Detail: 'Queen and Country' Vol. 3 Chace scenes: SIS operative Tara Chace anchors Greg Rucka's Queen and Country Oni Press
 

by Glen Weldon

Last week we asked you to weigh in on the girls-and-comics question (questions, really) and your thoughts were gratifyingly weighty, indeed.

If I may attempt to sum up:

1). The stubborn predilection for pulchritude (read: chicks with gazongas the size of Pilates balls) that is manifest in mainstream-comic representations of creatures female seems to inspire more eye-rolls than outrage.

2). Some of the things y'all look for in a funnybook include:

• Plotlines that are intricate and satisfying, especially if said plots are driven by:

• Characters who are smart, interesting, strong and relatable. If they happen to be female: Bonus.

Okay, A: Can I get an Amen? And B: Queen and Country.

The comic series that checks all those boxes, after the jump ....

Oni Press is repackaging Greg Rucka's Queen and Country series in what it's calling, with the dispassionate restraint for which comic-book marketers are famous, the Definitive Edition. The hefty third volume, all 267 pages of it, arrives in comic shops today; the fourth and final volume is due in February.
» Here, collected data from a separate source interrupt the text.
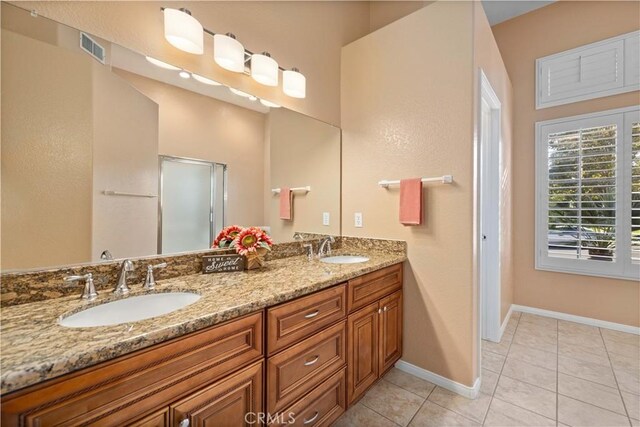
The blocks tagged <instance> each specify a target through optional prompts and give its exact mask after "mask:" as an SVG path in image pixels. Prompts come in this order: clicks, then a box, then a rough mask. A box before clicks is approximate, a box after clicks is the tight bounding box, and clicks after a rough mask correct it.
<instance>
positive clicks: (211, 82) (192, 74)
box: [191, 74, 222, 86]
mask: <svg viewBox="0 0 640 427" xmlns="http://www.w3.org/2000/svg"><path fill="white" fill-rule="evenodd" d="M191 77H193V78H194V80H196V81H199V82H200V83H204V84H206V85H210V86H220V85H221V84H222V83H218V82H217V81H215V80H211V79H208V78H206V77H202V76H200V75H198V74H191Z"/></svg>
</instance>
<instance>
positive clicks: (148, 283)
mask: <svg viewBox="0 0 640 427" xmlns="http://www.w3.org/2000/svg"><path fill="white" fill-rule="evenodd" d="M166 266H167V263H166V262H161V263H160V264H156V265H151V264H149V265H148V266H147V277H146V278H145V279H144V286H143V288H144V289H147V290H152V289H155V287H156V279H155V277H153V270H157V269H158V268H165V267H166Z"/></svg>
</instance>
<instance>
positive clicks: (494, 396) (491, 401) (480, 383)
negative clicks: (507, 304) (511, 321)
mask: <svg viewBox="0 0 640 427" xmlns="http://www.w3.org/2000/svg"><path fill="white" fill-rule="evenodd" d="M520 316H522V315H520ZM520 319H521V317H518V320H517V321H516V327H515V329H514V330H513V336H512V337H511V341H510V342H509V348H508V349H507V354H506V355H505V356H504V362H503V363H502V368H500V372H499V373H497V374H498V379H497V380H496V386H495V387H494V388H493V391H492V392H491V399H489V406H488V407H487V412H485V413H484V417H483V418H482V423H480V425H482V426H484V425H485V423H486V422H487V416H489V411H490V410H491V405H492V404H493V399H494V398H495V394H496V390H497V389H498V383H500V378H501V377H502V371H503V370H504V365H506V364H507V357H509V352H510V351H511V346H512V345H513V340H515V338H516V332H518V326H519V325H520ZM503 336H504V334H503ZM491 372H493V371H491ZM480 377H481V379H480V384H482V364H481V365H480Z"/></svg>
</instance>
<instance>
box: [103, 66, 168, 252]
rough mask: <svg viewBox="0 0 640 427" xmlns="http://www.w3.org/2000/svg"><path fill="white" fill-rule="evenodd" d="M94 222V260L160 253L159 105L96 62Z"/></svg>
mask: <svg viewBox="0 0 640 427" xmlns="http://www.w3.org/2000/svg"><path fill="white" fill-rule="evenodd" d="M92 65H93V67H92V68H93V70H92V77H93V94H94V97H93V224H92V229H93V231H92V233H91V234H92V250H91V261H98V260H100V254H101V253H102V251H104V250H105V249H108V250H109V251H110V252H111V254H112V255H113V256H114V257H115V258H125V257H135V256H145V255H150V254H155V253H157V250H158V246H157V237H158V222H157V218H158V199H157V198H140V197H113V196H105V195H104V194H102V192H103V191H104V190H116V191H124V192H128V193H140V194H158V118H159V114H158V105H157V104H156V103H155V102H153V101H152V100H150V99H149V98H147V97H146V96H144V95H143V94H142V93H140V92H139V91H137V90H136V89H135V88H134V87H132V86H131V85H130V84H129V83H128V82H127V81H126V80H124V79H122V78H120V77H119V76H117V75H115V74H114V73H112V72H111V70H110V69H108V68H106V67H104V66H103V65H102V64H99V63H98V62H96V61H93V64H92Z"/></svg>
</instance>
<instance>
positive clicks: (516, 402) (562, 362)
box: [335, 313, 640, 427]
mask: <svg viewBox="0 0 640 427" xmlns="http://www.w3.org/2000/svg"><path fill="white" fill-rule="evenodd" d="M482 344H483V349H482V356H483V357H482V387H481V389H480V395H479V396H478V398H477V399H475V400H471V399H466V398H464V397H462V396H459V395H457V394H454V393H452V392H450V391H448V390H445V389H443V388H441V387H437V386H435V385H434V384H431V383H430V382H428V381H425V380H422V379H420V378H416V377H414V376H412V375H409V374H406V373H404V372H402V371H399V370H398V369H396V368H393V369H392V370H391V371H390V372H389V373H387V374H386V375H385V377H384V378H383V380H381V381H379V382H378V383H377V384H376V385H375V386H374V387H372V388H371V390H369V391H368V392H367V394H366V395H365V396H364V397H363V398H362V399H361V400H360V401H359V402H358V403H357V404H356V405H354V406H353V407H352V408H350V409H349V411H347V413H346V414H344V415H343V416H342V417H341V418H340V419H339V420H338V421H337V422H336V424H335V425H336V426H338V427H345V426H363V427H377V426H381V427H397V426H479V425H485V426H513V427H516V426H518V427H519V426H560V427H564V426H607V427H614V426H615V427H617V426H627V427H629V426H633V427H637V426H640V337H639V336H637V335H631V334H626V333H622V332H616V331H611V330H608V329H600V328H595V327H591V326H586V325H582V324H578V323H572V322H565V321H562V320H555V319H550V318H547V317H540V316H534V315H531V314H526V313H523V314H520V313H514V315H513V316H512V318H511V320H510V321H509V324H508V327H507V329H506V332H505V334H504V337H503V338H502V341H501V342H500V343H498V344H496V343H492V342H487V341H483V343H482Z"/></svg>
It's a spy series, yes. And it's set in Britain. But it's not a 'That-was-very-foolish-Mr.-Bond-and-now-the-world-will-quake-before-my-death-ray' kind of spy series.

This is the kind of hardscrabble, high-stakes espionage that depends on split-second timing and vast reserves of intestinal fortitude. Rucka dumps his characters unceremoniously into the center of real-world political struggles and practically dares them to find a way out. (Several don't.)

He's also fascinated by the political struggles taking place back home, amid the bureaucracy that exists to support such secret and dangerous work.

Put it this way: Intricate and satisfying plotlines? Check and check.

But at its heart, Queen and Country is about the toll that doing this sort of thing for a living takes on people, most notably one Tara Chace, a field operative with the British Secret Intelligence Service (SIS).

If you know the British mini-series Prime Suspect (and you're on the NPR website, so I'm thinking those odds are good), Tara Chace has a bit of Helen Mirren's Jane Tennison in her: hard-edged, driven, and perpetually struggling to keep the job she does so well from hollowing her out completely.

Smart? Check.

Interesting? Check check.

Is she strong? Listen, bud: She's got radioactive blood. Okay, I made that up. But she is tough as adamantium nails. Which brings me to:

Relatable?

Well, sorta, I guess. Tara Chace certainly is flawed in ways that feel true and recognizable. But it's tough for me to call her relatable, really, when I couldn't spend more than a minute in her boots without going fetal in abject terror. But then, I have to say I'm glad that I can't relate to getting stranded in a war-torn foreign city and spending the next few days evading roving militias. So: Check?

That sparks a thought, actually: Are there any comic-book characters you can really relate to? Not just that you like, or whose adventures get your blood going, but whom you strongly suspect is on your particular wavelength?

Put it this way: Who'd you like to have a beer with?